[Tutor] What is a "state variable"?
Steven D'Aprano
steve at pearwood.info
Fri Nov 12 03:09:11 CET 2010
Emile van Sebille wrote:
> "A class is a container for shared state, combined with functions
> (methods) that operate on that state. By putting state variables into
> member fields, they are accessible to all the methods of the class
> without having to be passed as parameters."
>
> So, by his own definition state variables are parameters.
An example might help clarify this. Suppose you have a class with a
method that takes various parameters:
class Parrot:
def talk(self, text, loud, squawk):
if squawk:
text += " Squawk!!!"
if loud:
text = text.upper()
print(text)
Parrot instances don't have any state (which kinda defeats the purpose
of using an object, but never mind) but you have to provide extra
arguments to the method:
polly = Parrot()
polly.talk("Polly wants a cracker!", False, True)

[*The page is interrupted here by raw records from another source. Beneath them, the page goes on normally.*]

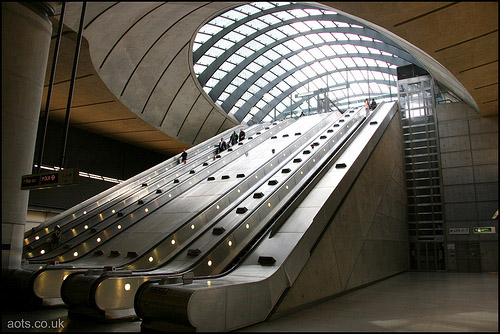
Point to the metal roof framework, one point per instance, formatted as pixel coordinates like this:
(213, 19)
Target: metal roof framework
(254, 58)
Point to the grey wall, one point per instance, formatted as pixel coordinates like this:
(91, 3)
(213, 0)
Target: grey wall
(469, 160)
(89, 153)
(367, 238)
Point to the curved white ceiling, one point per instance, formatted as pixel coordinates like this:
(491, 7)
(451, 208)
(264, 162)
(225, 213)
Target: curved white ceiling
(259, 59)
(143, 52)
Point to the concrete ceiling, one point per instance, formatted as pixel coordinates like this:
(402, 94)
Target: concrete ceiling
(135, 82)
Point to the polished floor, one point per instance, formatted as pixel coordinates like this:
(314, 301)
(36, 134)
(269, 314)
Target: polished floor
(409, 302)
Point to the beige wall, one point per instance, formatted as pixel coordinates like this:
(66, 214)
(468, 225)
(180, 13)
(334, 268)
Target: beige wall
(468, 146)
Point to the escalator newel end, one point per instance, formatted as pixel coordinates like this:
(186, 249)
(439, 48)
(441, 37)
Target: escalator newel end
(241, 210)
(266, 260)
(218, 230)
(114, 253)
(194, 252)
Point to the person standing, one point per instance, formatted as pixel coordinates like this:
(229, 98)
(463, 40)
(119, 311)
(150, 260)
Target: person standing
(55, 239)
(234, 138)
(184, 156)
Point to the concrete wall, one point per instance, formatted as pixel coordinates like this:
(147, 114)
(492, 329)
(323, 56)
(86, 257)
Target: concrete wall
(367, 238)
(469, 160)
(90, 153)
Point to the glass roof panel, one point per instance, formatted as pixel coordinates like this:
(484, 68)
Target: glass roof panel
(234, 15)
(306, 68)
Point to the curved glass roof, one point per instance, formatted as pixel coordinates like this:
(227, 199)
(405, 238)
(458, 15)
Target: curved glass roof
(261, 60)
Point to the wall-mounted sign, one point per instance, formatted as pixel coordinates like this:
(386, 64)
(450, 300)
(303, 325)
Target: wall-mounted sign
(484, 229)
(50, 179)
(459, 230)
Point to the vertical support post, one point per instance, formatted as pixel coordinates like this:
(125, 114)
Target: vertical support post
(368, 76)
(347, 84)
(72, 85)
(51, 84)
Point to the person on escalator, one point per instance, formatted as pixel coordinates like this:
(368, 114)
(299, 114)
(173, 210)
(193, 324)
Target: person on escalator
(184, 156)
(234, 138)
(55, 239)
(222, 146)
(241, 135)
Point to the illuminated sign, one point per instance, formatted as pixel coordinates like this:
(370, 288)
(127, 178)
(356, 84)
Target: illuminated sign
(459, 230)
(50, 179)
(484, 229)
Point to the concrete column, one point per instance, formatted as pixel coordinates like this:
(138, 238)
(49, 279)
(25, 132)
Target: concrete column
(26, 34)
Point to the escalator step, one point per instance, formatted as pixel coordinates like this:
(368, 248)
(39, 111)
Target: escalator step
(218, 230)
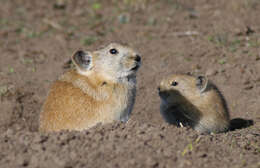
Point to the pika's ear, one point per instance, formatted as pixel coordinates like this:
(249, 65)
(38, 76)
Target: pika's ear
(82, 60)
(202, 83)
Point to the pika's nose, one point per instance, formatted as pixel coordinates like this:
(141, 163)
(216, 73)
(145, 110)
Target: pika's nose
(137, 58)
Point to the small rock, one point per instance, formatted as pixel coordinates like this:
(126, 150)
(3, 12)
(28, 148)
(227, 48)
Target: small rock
(60, 4)
(249, 87)
(249, 136)
(211, 72)
(124, 18)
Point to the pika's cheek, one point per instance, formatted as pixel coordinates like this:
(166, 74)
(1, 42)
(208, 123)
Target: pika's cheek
(128, 64)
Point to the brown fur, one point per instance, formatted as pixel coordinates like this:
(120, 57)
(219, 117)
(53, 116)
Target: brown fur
(204, 110)
(79, 101)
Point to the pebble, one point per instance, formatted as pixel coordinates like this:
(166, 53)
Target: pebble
(211, 72)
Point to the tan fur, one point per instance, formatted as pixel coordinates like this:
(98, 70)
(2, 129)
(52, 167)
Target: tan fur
(205, 110)
(80, 98)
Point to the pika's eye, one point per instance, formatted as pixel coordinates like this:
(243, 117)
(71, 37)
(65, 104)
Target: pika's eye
(113, 51)
(174, 83)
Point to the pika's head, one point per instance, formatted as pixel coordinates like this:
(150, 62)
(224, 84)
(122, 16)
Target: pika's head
(175, 88)
(115, 61)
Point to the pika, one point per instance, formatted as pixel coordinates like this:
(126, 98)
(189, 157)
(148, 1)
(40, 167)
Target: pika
(100, 89)
(193, 101)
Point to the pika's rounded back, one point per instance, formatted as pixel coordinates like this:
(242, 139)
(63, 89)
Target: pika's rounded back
(193, 101)
(101, 89)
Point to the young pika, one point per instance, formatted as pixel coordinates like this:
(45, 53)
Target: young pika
(193, 101)
(101, 89)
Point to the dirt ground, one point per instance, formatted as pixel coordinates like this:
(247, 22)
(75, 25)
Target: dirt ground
(218, 38)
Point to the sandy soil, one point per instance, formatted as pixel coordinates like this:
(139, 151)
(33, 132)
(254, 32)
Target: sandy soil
(218, 38)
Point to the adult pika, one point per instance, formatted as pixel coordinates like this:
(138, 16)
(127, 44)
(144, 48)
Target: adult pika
(101, 89)
(193, 101)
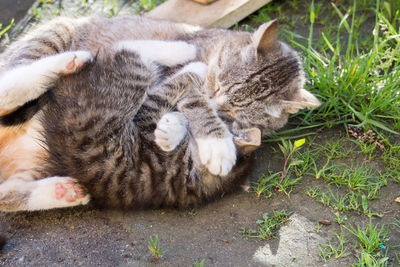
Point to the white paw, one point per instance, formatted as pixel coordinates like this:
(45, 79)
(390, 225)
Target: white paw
(57, 192)
(73, 61)
(171, 129)
(198, 68)
(217, 154)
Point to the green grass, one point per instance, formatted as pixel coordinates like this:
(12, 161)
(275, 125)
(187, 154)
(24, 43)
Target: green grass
(5, 29)
(371, 240)
(155, 247)
(327, 251)
(268, 225)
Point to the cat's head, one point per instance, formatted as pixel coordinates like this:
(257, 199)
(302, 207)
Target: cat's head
(257, 81)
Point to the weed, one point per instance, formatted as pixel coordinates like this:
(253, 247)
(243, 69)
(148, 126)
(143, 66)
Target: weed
(327, 251)
(3, 31)
(288, 149)
(313, 192)
(200, 264)
(369, 260)
(371, 237)
(192, 212)
(154, 247)
(361, 178)
(339, 218)
(268, 225)
(353, 85)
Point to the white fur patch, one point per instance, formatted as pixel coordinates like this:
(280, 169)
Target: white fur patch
(171, 129)
(168, 53)
(28, 82)
(198, 68)
(274, 110)
(217, 154)
(44, 195)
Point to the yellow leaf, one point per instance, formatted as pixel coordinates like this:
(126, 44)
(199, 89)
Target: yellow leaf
(299, 143)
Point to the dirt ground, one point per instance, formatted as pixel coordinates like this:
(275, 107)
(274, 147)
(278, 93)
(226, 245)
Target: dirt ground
(88, 236)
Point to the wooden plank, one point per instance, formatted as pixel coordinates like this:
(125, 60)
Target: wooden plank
(205, 2)
(222, 13)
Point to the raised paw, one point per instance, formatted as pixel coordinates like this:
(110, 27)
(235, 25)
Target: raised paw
(74, 61)
(170, 131)
(57, 192)
(217, 154)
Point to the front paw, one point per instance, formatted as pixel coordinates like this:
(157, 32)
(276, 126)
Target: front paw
(217, 154)
(171, 130)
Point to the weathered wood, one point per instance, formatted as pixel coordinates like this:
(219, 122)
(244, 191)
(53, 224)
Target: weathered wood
(205, 2)
(222, 13)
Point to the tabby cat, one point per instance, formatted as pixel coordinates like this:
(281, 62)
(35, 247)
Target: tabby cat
(252, 81)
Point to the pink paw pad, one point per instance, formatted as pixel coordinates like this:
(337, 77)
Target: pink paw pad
(76, 64)
(70, 191)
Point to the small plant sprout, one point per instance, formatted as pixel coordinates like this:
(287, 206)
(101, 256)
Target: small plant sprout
(200, 264)
(268, 225)
(288, 149)
(154, 247)
(329, 250)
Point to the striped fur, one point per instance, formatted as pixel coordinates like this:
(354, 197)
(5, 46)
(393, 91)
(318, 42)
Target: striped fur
(252, 81)
(105, 139)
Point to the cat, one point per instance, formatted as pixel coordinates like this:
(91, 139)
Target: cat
(253, 80)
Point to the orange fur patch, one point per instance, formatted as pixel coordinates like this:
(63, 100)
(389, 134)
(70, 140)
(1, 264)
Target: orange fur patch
(5, 111)
(20, 151)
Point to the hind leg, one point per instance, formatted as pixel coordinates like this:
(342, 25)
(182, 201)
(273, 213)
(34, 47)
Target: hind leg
(53, 192)
(27, 82)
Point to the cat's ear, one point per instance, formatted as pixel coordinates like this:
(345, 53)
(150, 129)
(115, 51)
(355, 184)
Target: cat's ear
(266, 35)
(248, 140)
(302, 99)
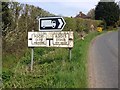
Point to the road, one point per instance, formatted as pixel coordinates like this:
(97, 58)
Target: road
(103, 61)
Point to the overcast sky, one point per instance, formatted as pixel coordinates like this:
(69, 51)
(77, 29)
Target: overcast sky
(64, 7)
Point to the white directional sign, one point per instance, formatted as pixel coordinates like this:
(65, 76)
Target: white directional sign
(51, 24)
(50, 39)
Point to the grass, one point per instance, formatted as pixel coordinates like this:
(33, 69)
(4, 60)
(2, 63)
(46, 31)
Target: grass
(52, 68)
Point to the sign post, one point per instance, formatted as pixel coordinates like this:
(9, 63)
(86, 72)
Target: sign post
(50, 35)
(51, 24)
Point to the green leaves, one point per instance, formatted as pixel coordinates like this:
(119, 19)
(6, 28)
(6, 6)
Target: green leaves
(107, 11)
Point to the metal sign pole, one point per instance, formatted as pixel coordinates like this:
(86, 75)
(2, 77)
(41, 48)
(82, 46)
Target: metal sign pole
(70, 54)
(32, 56)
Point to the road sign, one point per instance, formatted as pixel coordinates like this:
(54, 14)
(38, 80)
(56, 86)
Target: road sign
(50, 39)
(51, 24)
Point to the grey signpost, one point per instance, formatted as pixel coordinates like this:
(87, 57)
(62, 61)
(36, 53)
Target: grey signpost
(50, 35)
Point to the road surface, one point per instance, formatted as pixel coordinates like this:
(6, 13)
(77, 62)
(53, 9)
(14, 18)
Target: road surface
(103, 61)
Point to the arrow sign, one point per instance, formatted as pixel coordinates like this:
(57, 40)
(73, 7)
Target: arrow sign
(51, 24)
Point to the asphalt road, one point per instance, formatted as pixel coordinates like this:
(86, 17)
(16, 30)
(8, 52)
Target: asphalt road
(103, 61)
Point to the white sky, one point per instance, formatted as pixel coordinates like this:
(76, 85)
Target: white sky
(64, 7)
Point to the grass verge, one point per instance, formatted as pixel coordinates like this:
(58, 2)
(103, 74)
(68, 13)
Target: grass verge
(52, 68)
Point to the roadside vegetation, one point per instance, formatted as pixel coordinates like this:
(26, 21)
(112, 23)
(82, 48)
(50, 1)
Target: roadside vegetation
(52, 68)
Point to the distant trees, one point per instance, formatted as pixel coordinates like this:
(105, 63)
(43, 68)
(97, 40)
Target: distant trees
(108, 12)
(91, 13)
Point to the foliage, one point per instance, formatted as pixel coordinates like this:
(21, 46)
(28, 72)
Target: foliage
(52, 68)
(107, 11)
(51, 65)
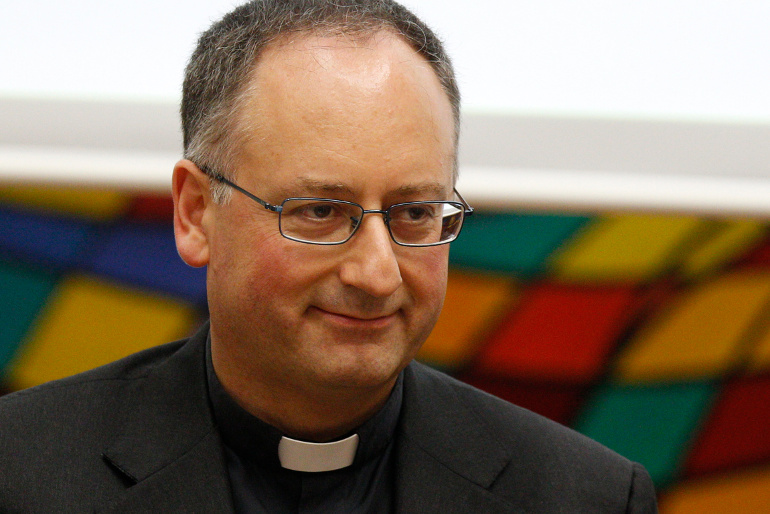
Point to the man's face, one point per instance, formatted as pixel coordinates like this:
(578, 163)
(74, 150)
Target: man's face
(364, 121)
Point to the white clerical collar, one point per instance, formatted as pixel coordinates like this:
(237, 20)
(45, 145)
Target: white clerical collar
(314, 457)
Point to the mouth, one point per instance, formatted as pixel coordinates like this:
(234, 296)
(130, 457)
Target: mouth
(359, 321)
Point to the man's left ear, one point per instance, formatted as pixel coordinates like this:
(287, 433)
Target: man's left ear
(190, 189)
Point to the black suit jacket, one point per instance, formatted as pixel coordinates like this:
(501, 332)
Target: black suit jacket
(138, 436)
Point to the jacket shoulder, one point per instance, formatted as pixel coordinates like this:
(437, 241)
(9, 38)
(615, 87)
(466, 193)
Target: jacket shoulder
(542, 461)
(55, 433)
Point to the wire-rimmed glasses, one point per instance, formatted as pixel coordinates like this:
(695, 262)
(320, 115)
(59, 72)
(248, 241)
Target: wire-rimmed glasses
(326, 221)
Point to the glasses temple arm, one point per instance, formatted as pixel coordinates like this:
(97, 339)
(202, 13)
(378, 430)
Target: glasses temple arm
(219, 178)
(468, 209)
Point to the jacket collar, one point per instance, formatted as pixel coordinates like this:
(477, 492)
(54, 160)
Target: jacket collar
(446, 456)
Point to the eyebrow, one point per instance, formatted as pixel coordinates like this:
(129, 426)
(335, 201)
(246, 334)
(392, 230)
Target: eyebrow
(311, 186)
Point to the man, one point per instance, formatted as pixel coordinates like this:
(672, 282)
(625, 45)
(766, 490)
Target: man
(318, 188)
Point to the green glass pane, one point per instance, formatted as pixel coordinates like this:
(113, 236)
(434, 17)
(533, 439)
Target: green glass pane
(509, 242)
(22, 293)
(652, 425)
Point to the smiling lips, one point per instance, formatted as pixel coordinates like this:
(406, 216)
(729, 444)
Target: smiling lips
(359, 321)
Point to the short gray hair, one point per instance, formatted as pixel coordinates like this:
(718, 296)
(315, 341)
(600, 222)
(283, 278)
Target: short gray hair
(217, 76)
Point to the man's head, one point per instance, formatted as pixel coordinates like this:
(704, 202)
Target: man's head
(218, 75)
(358, 116)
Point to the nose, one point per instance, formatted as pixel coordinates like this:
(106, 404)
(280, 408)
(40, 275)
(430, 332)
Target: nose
(370, 263)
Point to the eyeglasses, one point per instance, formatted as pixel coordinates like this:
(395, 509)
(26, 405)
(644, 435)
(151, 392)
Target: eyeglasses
(325, 221)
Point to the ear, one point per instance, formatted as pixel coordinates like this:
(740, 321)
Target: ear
(192, 200)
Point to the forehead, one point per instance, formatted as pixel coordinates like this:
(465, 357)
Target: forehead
(363, 101)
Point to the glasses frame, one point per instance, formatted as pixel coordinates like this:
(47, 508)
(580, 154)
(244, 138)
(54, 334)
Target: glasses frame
(462, 205)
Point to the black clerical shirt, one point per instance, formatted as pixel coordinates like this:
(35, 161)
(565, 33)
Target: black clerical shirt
(261, 486)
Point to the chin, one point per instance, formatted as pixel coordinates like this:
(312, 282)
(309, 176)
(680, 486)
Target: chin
(362, 372)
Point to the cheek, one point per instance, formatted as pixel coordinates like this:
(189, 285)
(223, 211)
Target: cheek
(426, 277)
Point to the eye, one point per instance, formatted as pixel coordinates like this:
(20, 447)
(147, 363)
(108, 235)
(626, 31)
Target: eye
(417, 212)
(320, 210)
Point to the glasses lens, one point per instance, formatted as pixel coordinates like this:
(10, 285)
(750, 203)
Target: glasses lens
(319, 221)
(426, 223)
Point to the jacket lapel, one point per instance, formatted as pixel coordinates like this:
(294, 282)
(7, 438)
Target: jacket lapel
(169, 447)
(445, 457)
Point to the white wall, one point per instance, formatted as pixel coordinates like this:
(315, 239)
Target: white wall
(629, 90)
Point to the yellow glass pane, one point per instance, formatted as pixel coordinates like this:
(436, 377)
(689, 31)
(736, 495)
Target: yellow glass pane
(472, 305)
(729, 240)
(741, 493)
(628, 248)
(759, 359)
(97, 204)
(700, 336)
(88, 323)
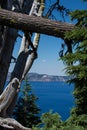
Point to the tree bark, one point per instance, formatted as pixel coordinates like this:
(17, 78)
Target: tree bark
(10, 36)
(34, 24)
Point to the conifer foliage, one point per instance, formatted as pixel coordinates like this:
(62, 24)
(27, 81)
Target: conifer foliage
(76, 62)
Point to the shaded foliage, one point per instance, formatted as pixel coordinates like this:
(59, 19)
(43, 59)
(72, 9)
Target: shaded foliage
(52, 121)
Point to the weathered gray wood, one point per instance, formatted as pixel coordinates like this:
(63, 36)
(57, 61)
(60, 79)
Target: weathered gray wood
(34, 24)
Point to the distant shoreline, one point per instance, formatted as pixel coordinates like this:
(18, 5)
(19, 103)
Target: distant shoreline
(43, 77)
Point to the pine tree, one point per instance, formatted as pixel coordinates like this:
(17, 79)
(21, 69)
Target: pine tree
(77, 61)
(26, 110)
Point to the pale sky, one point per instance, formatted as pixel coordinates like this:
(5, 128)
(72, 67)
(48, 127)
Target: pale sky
(48, 59)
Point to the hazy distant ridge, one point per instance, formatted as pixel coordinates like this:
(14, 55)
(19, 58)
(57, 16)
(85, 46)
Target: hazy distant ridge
(43, 77)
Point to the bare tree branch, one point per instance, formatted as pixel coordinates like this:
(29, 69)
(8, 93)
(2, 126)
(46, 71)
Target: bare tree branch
(34, 24)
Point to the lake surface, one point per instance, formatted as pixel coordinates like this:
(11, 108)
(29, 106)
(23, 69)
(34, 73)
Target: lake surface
(56, 96)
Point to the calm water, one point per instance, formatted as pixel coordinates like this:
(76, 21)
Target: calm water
(56, 96)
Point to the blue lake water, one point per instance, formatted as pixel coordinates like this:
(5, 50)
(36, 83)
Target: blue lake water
(56, 96)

We can give the instance state and reduce the arguments given to the method:
class Parrot:
def __init__(self, squawks=True, loud=False):
self.squawks = squawks
self.loud = loud
def talk(self, text):
if self.squawks:
text += " Squawk!!!"
if self.loud:
text = text.upper()
print(text)
polly = Parrot()
polly.talk("Polly wants a cracker!")
In Python, nearly all objects have state. Even ints and floats have
state -- their state is their value. Exceptions are:
None
NotImplemented
direct instances of object (not subclasses of object)
and possibly one or two others that I haven't thought of.